Performance reviews are an integral part of managing a team, and they are actually a vital tool that you can use to monitor, analyse, and improve the performance of your employees. You can also use the information gleaned in your performance reviews when it comes time to choose an employee to promote or assess whether or not a pay rise is deserved. However, if you are new to management, then the idea of conducting performance reviews can be a little daunting, so read on to learn more.
Why Conduct Performance Reviews?
Performance reviews are conducted for a number of reasons, and they offer several benefits too. However, they are predominantly used to measure the performance of your staff. Your staff’s work impacts the business in a number of ways, and it speaks to whether or not your business is going to reach its goals. During the performance review, you can also get a better idea of their productivity levels, strengths, weaknesses, and skills. By performing reviews regularly, you should be able to track your staff’s progress.
You can also use your performance reviews as an opportunity to come up with some goals for your staff; these goals can be chosen together by you and your staff, or you can set them yourself. They provide you with the opportunity to communicate your expectations to your staff. Areas of improvement are identified, and praise is given where deserved. It also provides your staff with the perfect forum to provide you with feedback too.
Performance Reviews Step-by-Step
When conducting a performance review, the first thing you need to do is to prepare. Then, realistically, it makes sense to look into your options in terms of systems that you can use to make the process easier. A lot of managers today are choosing to use HR software. For example, employee performances can be tracked, and reviews can be booked and organised through features on myhrtoolkit.
After this, you need to double-check whether or not there are any previous performance reviews conducted. If so, you should go through them to see whether your staff have made any progress or hit their previous targets. Jot some notes down so that you have an idea of the things you want to discuss, and you can also ensure that it is customised for each member of staff.

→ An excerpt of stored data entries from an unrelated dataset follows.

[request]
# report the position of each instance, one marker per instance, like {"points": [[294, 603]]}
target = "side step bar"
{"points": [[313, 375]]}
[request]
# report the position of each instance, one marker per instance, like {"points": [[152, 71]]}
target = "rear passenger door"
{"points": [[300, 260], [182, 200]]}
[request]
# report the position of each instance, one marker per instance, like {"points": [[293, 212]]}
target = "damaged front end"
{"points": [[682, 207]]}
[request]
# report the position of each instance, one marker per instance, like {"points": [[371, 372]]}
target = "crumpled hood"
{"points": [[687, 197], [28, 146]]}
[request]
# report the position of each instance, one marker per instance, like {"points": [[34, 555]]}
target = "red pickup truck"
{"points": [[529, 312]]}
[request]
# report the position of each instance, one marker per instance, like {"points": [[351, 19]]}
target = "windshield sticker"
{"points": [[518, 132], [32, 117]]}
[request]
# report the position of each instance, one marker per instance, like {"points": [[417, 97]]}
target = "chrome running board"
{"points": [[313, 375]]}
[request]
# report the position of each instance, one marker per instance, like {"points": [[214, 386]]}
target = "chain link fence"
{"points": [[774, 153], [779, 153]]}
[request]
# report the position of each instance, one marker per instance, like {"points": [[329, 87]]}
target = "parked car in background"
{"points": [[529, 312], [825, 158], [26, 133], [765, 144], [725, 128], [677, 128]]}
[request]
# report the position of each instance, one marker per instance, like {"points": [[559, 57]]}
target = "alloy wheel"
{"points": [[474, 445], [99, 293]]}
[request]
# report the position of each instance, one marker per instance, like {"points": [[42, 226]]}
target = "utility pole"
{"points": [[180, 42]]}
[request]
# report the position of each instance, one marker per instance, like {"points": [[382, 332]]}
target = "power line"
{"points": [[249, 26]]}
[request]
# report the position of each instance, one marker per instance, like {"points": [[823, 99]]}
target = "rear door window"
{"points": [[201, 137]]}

Next, it is time to sit down for the performance review. You should do your best to keep things light and conversational; it might be a formal experience, but you need to encourage a dialogue to form. You need your employees to feel comfortable so that they are receptive to the feedback that you have to offer them, and they feel as though they can give you feedback too.
Finally, either during or just after the performance review, you need to make a record of what was discussed. This provides you with something to refer back to at the next review to see whether or not progress was made. Some managers like to jot things down during the review and then have the employee sign it as an acknowledgement of what was discussed.
Why Do Performance Reviews Make Employees Uncomfortable?
The truth is that a lot of managers dread conducting performance reviews because of all of the admin. Employees, on the other hand, tend to be filled with apprehension and nerves when it comes to attending their performance reviews. They often feel as though their opinions and feelings aren’t welcome, listened to or valued. You need to do your best to make them feel heard.
The performance reviews can also sometimes get a little off track, which means that employees don’t actually feel their performance is being reviewed. Some managers find themselves gossiping with the employees during their one to ones, or worse, it can come across as a personal attack if personality traits are brought up. Focus on their work.
Unfortunately, almost everyone has their own set of biases, and these can colour performance reviews. Personal bias can affect your view of someone else’s success. The reviewer needs to be impartial and conduct them through a lens of neutrality. Customise each review – is the employee doing their best, and what have they achieved?
Lastly, performance reviews tend to take place once or twice a year, and this infrequency can cause a lot of anxiety for employees. The employee may also have forgotten what was discussed at the last review and therefore have forgotten the goals that were set for them. This isn’t to say that you need to hold a formal performance review every month, but you could hold a few informal catch-ups throughout the year to remind your employees of their targets and goals and how they can reach them.
Performance reviews can be an extremely useful tool for supervisors and managers alike. While a lot of employees do tend to feel worried when it comes to attending the reviews, it doesn’t necessarily have to be that way. Instead, use the advice above to make the experience more positive for all involved.